Age may impact results when making an angioplasty choice based on fractional flow reserve (FFR) vs. instantaneous wave-free ratio (iFR).
After 2 years of follow-up, patients whose treatment of intermediate lesions was deferred based on functional testing had similar outcomes regardless of whether this decision was informed by FFR or iFR. However, iFR performance was constant, while FFR performance varied according to age.
A previous review of both trials had shown that iFR was noninferior to FFR in terms of the typical combined endpoint (death, infarction, unplanned revascularization), although iFR had led to the revascularization of less patients.
The higher divergence between methods was observed in younger patients, and such difference may have been driven by the vasodilator property of adenosine.
While baseline flow is similar, the response to adenosine decreases with age.

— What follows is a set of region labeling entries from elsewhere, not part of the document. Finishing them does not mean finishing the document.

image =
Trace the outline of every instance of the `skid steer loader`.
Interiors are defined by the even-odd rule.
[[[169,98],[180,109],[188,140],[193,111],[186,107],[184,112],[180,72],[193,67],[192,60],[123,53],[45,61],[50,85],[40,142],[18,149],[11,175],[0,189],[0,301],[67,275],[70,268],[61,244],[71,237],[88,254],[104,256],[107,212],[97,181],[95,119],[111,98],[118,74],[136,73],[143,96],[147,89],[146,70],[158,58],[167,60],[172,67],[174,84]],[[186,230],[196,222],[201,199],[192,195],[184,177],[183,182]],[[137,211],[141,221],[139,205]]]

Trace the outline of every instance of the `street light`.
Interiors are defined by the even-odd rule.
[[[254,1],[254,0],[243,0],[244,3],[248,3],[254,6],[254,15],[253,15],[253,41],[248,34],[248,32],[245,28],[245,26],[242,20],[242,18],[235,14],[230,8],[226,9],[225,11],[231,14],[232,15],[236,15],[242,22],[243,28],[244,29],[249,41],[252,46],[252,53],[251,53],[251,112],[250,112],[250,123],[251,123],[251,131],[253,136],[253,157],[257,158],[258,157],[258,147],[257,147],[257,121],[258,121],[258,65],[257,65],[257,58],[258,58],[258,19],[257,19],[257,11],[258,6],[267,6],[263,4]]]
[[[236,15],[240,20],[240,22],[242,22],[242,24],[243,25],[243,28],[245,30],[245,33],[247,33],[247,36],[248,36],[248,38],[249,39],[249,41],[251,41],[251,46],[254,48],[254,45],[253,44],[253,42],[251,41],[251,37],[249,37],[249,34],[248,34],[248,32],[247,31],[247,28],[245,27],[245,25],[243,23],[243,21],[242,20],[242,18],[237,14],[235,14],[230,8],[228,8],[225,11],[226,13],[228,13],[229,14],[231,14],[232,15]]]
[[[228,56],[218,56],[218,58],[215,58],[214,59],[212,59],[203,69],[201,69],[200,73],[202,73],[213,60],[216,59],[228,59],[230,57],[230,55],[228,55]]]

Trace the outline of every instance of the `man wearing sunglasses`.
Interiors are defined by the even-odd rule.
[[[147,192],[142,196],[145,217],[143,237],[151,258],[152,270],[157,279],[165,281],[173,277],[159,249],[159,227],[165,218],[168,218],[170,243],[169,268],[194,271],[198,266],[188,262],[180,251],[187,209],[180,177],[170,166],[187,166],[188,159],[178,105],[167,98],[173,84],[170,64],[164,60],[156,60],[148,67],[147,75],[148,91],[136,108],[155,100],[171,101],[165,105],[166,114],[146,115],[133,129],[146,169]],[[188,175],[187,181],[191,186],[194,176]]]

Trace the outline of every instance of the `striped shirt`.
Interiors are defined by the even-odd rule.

Consequently, the hyperemic flow is much higher in younger individuals.
The risk of events 2 years after randomization was equivalent for iFR and FFR in the analysis of all 4486 patients (10.45% vs. 9.71%; hazard ratio [HR]: 1.09; 95% confidence interval [CI]: 0.91-1.32) and also when specifically comparing deferred patients (7.43% vs. 7.40%; HR: 1.01; 95% CI: 0.74-1.38).
When comparing patients younger than 60, 42% were deferred with FFR and 54% with iFR (p < 0.01), with a 12% absolute difference in revascularization rate.
Percentages were very similar (46% vs. 48%) for patients older than 60.
This information does not necessarily mean that iFR is better for younger patients; it just means that it is slightly more conservative when compared with FFR.
Original title: Two-year outcomes of patients with revascularization deferral based on FFR or iFR measurements: a pooled, patient level analysis of DEFINE FLAIR and iFR SWEDEHEART trials.
Reference: Escaned J. Presentado en forma virtual en el PCR virtual 2020.